Most of us remember where we were
and what we were doing on September 11, 2001.
It was my 7th day as a Tennessean, or as a Californian that
got stuck in the mud… whichever you prefer.
I was a church goer in California, so naturally I immediately began
looking for a church here. In fact, for
two years, I bounced around to different churches because I never quite fit in
at any of them. I was an outsider,
socially unacceptable. My singing was
not the “right” style, my praying wasn’t “formal enough”, and my sharing was “too
personal.” It wasn’t until quite a while
later as I continued my education that I was able to put my finger on what
happened.
CULTURE SHOCK
It was a cultural thing! You see, in California, in the church I was
raised in, as well as the one I went to while I was in college, reading the
Bible and learning about God was taken very personally. My relationship with God wasn’t something to
keep to myself and ponder during my alone time, or a journey I walked all by
myself. It was something that was talked
about in small groups and in sermons.
There was always an encouragement to personalize what you learned about
God, share the ways in which you were growing or struggling, and hold each
other accountable for putting those things into action. Brokenness was acceptable.
Church is a bit different in
Tennessee. Now, let me preface this by
telling you… I don’t make friends easily.
Good friends that accept me for who I am, try to understand me on more
than a superficial level, and hold me accountable to be the person God wants me
to be are pretty void in my life. It is
a void I feel bitterly sometimes. That
being said, my hypothesis about the cultural difference between church-goers in
California and Tennessee is the level of personalization that is considered
acceptable to share.

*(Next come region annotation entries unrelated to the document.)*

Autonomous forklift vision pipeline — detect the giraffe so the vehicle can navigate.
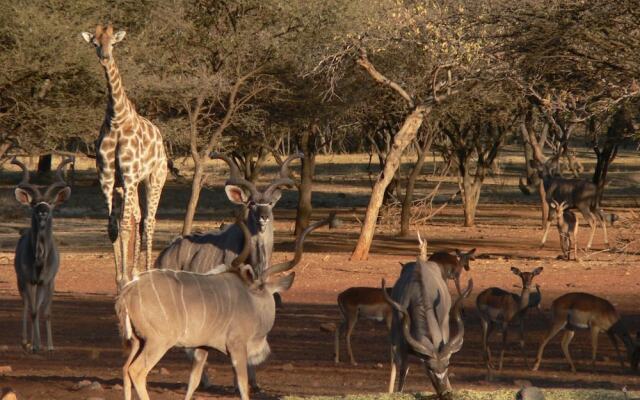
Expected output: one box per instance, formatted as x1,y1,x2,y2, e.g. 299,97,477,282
82,24,167,288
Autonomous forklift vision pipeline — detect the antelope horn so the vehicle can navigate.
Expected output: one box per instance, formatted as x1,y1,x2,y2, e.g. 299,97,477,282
264,212,339,279
265,153,304,196
382,278,435,358
44,157,76,198
209,151,260,198
443,279,473,354
11,156,31,186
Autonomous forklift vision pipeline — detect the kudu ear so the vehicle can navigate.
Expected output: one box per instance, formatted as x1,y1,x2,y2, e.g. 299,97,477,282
52,186,71,206
265,272,296,294
15,188,33,206
224,185,249,205
269,189,282,206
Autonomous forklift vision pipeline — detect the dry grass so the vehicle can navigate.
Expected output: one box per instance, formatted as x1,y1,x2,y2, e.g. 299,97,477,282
285,390,633,400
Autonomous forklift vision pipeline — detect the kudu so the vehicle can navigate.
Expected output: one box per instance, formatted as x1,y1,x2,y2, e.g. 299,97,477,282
428,249,476,296
323,287,391,365
155,152,303,276
533,160,613,249
476,267,543,379
11,157,73,352
533,292,640,372
116,215,342,400
382,231,473,397
549,200,580,261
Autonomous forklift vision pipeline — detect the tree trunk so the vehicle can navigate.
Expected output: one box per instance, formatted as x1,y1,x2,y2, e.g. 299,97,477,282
38,154,52,175
351,106,431,260
400,132,434,237
295,129,316,237
462,173,482,227
182,161,204,236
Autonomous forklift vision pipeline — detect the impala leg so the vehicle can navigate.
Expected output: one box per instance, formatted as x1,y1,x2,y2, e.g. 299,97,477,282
498,322,509,371
228,343,249,400
22,293,33,351
129,338,172,400
333,320,345,364
562,330,576,372
607,332,624,370
122,336,140,400
42,282,54,351
144,173,167,271
591,326,600,373
540,219,551,248
532,319,567,371
519,318,529,369
184,349,209,400
389,345,397,393
347,311,358,365
587,214,597,250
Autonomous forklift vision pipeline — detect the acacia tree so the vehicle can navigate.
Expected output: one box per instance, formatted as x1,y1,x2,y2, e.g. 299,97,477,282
304,1,496,260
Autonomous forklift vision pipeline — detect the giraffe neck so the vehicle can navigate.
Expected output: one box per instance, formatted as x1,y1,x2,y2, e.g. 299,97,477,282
102,57,136,122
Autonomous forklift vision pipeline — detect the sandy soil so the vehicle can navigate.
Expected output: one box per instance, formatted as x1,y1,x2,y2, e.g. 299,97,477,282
0,152,640,399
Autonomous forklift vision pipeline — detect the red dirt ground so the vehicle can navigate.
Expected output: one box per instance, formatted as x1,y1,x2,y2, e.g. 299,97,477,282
0,205,640,399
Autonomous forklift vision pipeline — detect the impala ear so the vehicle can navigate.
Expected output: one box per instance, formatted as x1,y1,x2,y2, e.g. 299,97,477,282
53,186,71,206
111,31,127,44
224,185,249,205
15,188,33,206
80,32,95,44
265,272,296,294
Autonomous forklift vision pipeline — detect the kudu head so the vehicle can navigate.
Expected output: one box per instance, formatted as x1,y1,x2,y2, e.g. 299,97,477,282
211,152,303,233
382,279,473,397
11,157,73,230
231,211,340,295
511,267,544,309
456,248,476,271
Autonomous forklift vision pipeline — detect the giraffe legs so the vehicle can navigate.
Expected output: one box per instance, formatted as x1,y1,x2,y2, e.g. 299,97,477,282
119,183,138,281
144,167,167,270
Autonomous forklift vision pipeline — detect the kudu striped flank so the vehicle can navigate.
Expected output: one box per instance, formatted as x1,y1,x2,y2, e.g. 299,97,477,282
11,157,73,352
382,236,473,398
116,215,335,400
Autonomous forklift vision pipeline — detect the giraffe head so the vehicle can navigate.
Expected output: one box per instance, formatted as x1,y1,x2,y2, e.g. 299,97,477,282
82,24,126,64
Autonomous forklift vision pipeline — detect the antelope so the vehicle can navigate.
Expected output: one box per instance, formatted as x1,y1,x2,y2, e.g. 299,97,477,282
533,292,640,372
116,214,335,400
326,287,391,365
476,267,543,379
155,152,303,276
549,200,580,261
11,157,73,352
534,159,609,249
382,231,473,398
155,152,303,389
429,248,476,296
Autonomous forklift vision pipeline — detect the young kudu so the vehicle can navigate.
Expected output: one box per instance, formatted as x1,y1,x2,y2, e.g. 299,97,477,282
533,292,640,372
116,215,335,400
534,160,613,249
155,153,302,276
429,249,476,296
11,157,73,352
382,231,473,398
476,267,543,379
549,200,580,261
323,287,391,365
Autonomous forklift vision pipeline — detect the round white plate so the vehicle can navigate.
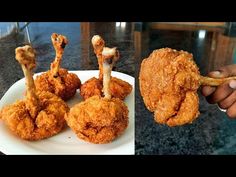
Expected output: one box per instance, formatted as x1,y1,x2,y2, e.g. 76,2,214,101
0,70,135,154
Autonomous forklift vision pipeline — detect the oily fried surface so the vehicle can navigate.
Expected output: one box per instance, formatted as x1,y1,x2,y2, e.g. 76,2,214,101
0,92,69,141
35,68,81,100
139,48,200,126
80,77,132,100
65,96,128,144
80,77,102,100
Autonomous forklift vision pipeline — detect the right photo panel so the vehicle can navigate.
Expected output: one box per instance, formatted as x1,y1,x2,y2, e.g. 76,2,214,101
134,22,236,155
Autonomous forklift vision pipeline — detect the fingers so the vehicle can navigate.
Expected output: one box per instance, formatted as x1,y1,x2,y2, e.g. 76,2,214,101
201,86,216,97
218,91,236,109
208,64,236,78
226,102,236,118
206,80,236,104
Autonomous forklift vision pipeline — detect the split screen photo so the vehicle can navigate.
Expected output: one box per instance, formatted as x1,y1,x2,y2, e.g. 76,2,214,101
0,22,236,155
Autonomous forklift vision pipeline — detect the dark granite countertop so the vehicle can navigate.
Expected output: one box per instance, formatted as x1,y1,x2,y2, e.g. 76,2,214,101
0,23,135,155
0,23,236,155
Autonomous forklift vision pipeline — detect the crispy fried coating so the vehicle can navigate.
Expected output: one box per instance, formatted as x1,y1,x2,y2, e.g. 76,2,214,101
80,35,132,100
139,48,200,126
80,77,132,100
0,92,69,141
65,96,128,144
35,33,81,100
35,68,81,100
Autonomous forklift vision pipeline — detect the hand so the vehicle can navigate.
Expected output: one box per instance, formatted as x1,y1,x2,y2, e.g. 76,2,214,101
201,64,236,118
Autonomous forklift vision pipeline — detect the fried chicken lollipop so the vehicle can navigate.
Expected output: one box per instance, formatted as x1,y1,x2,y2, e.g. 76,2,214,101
139,48,235,126
35,33,81,100
0,45,69,140
80,35,132,100
65,49,129,144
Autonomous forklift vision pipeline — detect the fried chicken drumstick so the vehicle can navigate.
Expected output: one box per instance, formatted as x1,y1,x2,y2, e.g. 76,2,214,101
35,33,81,100
65,49,129,144
139,48,235,126
80,35,132,100
0,45,69,141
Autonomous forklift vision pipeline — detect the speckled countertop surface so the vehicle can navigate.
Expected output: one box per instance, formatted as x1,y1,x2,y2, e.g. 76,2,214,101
0,23,236,155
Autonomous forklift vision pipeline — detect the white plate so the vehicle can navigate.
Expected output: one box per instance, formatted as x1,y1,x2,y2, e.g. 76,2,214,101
0,70,135,154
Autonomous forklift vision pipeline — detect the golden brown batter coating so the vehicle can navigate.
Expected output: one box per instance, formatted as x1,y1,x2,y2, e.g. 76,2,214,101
80,35,132,100
139,48,200,126
65,96,128,144
0,46,69,141
65,46,129,144
35,33,81,100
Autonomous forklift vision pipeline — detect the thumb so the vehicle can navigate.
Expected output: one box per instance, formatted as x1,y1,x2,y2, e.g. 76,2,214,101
208,64,236,78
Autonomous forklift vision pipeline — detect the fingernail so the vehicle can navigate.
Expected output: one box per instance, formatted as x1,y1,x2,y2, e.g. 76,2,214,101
229,80,236,89
212,71,221,76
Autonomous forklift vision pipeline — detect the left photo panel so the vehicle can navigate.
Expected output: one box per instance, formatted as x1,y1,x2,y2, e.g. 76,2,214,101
0,22,135,155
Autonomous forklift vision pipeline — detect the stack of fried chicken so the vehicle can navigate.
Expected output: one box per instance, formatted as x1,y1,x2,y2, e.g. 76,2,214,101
0,33,132,144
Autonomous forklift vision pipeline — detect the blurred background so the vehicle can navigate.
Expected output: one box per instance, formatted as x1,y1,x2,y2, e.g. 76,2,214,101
0,22,236,154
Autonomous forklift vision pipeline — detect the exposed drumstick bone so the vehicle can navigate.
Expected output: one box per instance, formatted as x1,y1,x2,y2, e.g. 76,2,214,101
51,33,68,77
15,45,41,118
200,76,236,86
101,47,119,99
91,35,105,80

Now, please do NOT
hear me say that Tennesseans are shallow, or do not personalize what they are
learning about God, it’s just less socially acceptable to talk about those
things openly. I also don't want to insinuate that either way of thinking or behaving is right or wrong. I suspect those are
conversations that are shared with intimate friends (remember my statement from
above?) rather than openly in church.
So, how do I reconcile my different
way of thinking to being a church-goer in Tennessee? I’m so glad you asked. I don’t.
These differences are irreconcilable.
Instead I hold back. I keep my
hurt feelings to myself. I don’t
challenge other people when the things they say are not what they do. I go to church, and choir, and I worship God,
and go to the social functions and listen to people talk about their lives, and
try to show them that I care about them.
So, now that I’ve shared my
hypothesis (and my hurt) with you, what do you think? I have friends both in California and
Tennessee that are church goers. Is your
experience of church different? Do you
think there are other factors that I am not considering? I am very interested in your comments.